Mucho más interesante y esclarecedor es el documental El misterio de Marilyn Monroe: las cintas inéditas, que reconstruye la fatídica noche, aportando las declaraciones de los implicados, como la asistenta o el psiquiatra que la trataba. Parece ser que no sucedió como se quiso hacer creer: aún estaba viva cuando la encontraron, y llegó a ser trasladada en la ambulancia camino del hospital.

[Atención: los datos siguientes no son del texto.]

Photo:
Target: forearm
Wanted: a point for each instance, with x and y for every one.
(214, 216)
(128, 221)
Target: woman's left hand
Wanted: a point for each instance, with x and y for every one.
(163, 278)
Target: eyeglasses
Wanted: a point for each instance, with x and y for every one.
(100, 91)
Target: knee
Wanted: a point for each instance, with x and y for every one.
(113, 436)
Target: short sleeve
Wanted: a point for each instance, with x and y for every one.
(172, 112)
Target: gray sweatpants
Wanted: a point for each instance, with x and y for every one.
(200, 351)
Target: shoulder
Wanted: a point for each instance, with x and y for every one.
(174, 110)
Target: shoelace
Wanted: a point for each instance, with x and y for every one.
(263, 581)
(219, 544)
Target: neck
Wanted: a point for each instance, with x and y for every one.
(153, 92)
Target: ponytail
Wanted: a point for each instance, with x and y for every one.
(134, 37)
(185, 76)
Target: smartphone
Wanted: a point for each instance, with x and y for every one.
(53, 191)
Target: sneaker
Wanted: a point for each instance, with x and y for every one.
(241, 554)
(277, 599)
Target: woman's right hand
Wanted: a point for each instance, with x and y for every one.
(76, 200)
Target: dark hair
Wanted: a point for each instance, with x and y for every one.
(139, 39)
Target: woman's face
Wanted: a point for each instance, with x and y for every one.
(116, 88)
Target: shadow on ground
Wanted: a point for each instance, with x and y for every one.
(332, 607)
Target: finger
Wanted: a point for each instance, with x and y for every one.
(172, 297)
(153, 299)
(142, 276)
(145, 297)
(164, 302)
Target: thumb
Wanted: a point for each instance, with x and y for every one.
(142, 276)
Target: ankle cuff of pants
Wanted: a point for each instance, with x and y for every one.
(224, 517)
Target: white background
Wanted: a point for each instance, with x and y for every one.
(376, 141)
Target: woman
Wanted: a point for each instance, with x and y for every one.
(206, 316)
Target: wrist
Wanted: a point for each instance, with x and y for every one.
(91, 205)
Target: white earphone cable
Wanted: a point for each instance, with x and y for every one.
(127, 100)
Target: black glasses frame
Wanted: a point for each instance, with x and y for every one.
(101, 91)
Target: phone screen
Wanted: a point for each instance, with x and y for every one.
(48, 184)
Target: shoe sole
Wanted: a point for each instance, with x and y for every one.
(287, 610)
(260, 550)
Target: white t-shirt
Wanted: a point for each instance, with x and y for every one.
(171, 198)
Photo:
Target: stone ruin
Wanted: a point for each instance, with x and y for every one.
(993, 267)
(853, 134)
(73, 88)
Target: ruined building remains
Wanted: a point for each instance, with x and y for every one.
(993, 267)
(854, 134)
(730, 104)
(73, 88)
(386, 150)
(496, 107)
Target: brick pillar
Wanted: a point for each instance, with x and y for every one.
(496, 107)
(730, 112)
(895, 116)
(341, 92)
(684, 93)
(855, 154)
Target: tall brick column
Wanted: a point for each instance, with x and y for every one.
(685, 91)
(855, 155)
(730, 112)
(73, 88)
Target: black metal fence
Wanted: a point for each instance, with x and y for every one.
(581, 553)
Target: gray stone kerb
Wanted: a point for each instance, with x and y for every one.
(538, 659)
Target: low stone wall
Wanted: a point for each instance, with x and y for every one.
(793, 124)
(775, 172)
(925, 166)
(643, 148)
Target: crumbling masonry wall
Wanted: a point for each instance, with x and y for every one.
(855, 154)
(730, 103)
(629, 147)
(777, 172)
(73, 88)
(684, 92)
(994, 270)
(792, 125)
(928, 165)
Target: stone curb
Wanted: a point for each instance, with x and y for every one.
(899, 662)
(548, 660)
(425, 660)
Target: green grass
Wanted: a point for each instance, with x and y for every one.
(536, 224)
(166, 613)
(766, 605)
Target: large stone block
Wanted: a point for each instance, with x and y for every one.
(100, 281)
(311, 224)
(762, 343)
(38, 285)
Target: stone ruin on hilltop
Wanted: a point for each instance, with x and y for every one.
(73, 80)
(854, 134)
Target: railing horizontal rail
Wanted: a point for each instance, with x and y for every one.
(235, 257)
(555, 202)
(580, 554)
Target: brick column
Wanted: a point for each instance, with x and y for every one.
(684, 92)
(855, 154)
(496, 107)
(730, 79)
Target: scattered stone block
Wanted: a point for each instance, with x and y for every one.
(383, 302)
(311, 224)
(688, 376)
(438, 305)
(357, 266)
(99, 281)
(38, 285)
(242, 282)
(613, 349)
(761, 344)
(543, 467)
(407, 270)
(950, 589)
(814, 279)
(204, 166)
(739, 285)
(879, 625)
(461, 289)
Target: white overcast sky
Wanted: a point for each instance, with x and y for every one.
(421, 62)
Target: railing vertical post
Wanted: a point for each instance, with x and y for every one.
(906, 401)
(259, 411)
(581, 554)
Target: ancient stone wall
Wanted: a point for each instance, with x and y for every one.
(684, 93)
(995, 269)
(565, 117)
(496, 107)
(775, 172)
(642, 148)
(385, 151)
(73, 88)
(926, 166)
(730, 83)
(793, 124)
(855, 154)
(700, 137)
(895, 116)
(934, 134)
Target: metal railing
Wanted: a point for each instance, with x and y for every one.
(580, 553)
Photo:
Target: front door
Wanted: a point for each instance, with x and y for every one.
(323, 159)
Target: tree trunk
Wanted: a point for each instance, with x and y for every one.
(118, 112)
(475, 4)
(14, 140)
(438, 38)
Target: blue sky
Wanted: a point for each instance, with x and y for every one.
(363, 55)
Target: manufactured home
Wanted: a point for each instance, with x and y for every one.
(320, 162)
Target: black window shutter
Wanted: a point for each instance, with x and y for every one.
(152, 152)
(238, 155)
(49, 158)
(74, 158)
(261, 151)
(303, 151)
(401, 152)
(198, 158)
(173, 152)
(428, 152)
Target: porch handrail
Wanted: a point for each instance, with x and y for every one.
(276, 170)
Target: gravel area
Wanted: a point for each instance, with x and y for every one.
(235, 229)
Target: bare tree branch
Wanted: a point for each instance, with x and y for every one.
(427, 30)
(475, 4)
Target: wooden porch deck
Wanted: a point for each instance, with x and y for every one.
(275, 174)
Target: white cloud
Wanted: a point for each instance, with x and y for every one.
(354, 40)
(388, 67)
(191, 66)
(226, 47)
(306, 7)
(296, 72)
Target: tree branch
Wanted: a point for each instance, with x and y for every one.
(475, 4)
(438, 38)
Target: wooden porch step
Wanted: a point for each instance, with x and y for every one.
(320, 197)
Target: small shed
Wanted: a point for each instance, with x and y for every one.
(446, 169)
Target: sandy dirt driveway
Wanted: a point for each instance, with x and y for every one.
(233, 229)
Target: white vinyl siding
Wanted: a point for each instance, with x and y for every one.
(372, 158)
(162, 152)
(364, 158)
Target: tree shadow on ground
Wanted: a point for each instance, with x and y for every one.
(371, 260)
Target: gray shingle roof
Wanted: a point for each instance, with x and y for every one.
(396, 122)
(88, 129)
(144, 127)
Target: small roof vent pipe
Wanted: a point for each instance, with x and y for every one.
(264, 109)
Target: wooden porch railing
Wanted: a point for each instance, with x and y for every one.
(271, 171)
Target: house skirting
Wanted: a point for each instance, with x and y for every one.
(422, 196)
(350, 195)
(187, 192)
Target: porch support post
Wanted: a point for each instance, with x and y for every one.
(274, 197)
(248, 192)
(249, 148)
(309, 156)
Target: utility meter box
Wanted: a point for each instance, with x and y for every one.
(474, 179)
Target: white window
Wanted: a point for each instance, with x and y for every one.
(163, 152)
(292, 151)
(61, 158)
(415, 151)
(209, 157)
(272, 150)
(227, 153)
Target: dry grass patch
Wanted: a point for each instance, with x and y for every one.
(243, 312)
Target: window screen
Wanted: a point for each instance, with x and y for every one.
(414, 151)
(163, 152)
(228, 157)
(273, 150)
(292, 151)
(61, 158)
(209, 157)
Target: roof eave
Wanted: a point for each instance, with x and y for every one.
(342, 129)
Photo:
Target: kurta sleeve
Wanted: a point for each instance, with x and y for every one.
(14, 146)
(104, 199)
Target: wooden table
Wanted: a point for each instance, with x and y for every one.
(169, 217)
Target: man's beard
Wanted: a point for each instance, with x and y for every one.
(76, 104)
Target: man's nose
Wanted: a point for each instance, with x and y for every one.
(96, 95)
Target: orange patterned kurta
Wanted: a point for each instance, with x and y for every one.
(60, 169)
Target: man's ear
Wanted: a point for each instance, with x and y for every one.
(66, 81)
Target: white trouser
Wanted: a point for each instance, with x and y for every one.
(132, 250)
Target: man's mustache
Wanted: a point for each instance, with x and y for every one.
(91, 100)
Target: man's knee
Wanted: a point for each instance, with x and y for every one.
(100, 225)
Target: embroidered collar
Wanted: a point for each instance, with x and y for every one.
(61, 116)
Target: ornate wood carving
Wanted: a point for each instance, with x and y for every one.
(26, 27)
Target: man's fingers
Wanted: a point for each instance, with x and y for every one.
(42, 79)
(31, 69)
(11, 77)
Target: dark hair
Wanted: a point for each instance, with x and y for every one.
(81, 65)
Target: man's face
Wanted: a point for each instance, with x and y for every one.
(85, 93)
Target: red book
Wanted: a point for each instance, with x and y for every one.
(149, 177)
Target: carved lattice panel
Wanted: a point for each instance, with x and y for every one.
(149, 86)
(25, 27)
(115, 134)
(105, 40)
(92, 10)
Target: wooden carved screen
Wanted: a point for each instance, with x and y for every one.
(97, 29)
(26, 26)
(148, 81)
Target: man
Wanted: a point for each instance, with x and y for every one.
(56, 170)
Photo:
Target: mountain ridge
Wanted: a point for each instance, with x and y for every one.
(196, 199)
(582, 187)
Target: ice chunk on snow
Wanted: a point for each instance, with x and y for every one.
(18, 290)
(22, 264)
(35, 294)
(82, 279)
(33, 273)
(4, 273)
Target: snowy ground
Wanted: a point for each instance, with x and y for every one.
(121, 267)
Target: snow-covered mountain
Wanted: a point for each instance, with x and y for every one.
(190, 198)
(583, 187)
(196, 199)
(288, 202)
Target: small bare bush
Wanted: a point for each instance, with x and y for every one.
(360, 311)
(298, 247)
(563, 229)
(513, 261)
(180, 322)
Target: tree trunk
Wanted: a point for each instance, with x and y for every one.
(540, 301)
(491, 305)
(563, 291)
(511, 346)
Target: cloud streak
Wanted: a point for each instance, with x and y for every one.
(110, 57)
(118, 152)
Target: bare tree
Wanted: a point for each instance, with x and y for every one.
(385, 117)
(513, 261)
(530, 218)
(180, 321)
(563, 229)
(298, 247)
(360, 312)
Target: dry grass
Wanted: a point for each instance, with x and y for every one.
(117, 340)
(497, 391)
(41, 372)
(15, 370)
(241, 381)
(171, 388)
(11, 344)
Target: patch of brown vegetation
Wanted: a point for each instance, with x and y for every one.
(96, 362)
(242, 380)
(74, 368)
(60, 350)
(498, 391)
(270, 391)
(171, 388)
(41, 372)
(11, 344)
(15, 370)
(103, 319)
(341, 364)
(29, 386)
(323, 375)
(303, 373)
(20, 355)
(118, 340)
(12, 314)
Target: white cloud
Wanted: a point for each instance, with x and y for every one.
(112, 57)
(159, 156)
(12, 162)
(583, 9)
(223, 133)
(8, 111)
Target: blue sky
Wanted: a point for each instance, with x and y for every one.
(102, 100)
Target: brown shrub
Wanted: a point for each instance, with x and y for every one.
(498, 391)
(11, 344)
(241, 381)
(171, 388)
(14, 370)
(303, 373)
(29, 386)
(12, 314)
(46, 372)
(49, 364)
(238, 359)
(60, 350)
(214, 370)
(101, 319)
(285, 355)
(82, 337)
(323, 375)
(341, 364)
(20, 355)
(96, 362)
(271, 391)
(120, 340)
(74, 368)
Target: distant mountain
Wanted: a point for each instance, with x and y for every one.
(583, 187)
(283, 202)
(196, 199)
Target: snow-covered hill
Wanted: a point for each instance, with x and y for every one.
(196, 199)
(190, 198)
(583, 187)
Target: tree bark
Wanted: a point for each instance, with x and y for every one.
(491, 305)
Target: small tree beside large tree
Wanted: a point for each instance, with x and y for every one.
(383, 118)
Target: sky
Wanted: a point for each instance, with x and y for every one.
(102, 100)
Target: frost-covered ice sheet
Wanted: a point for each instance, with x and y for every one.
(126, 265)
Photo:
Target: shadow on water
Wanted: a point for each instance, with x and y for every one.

No obstante, al determinar la muerte en el trayecto, se daría la vuelta, deshaciendo el camino hacia su domicilio, donde, convenientemente, se prepararía la escena, de modo que las altas esferas no se viesen salpicadas por el triste desenlace.

Por otro lado, Love, Marilyn recoge los escritos de la actriz: discursos, poemas, reflexiones que son narrados por artistas del momento. Junto a ello, testimonios de quienes estuvieron cerca de una u otra forma, opiniones diversas, basadas en vivencias personales retratan a la persona tras los focos.

Una visión distinta es la de la película de ficción Mi semana con Marilyn. Basada en las memorias del jovencísimo Colin Clark, que colabora como ayudante de dirección en el rodaje de la película El príncipe y la corista, en la que Laurence Olivier comparte protagonismo con Marilyn Monroe, cuenta los pormenores del rodaje, las múltiples complicaciones y su perdida adoración no solo por el personaje, sino por la persona. Tenemos a la actriz tras los focos, que ama, duda y sufre; la actriz que nos despierta compasión y ternura; con glamour y humanidad.

Aún quedará mucho por escribirse de la mujer que entonces eclipsó al mundo y que hoy, tantos años después, sin duda, lo sigue haciendo. Seguiremos sucumbiendo al magnetismo de su mirada y al brillo de su sonrisa, sin perder de vista que, tras la vida apasionante que mostraban las cámaras, había un ser complejo, de luces y sombras, que deseaba, por encima de todo, encontrar su lugar en el mundo.

Una mujer que tuvo el grandísimo mérito, como afirmó quien fuera su profesora de teatro, Natasha Lytess, de rendir el mundo a sus pies.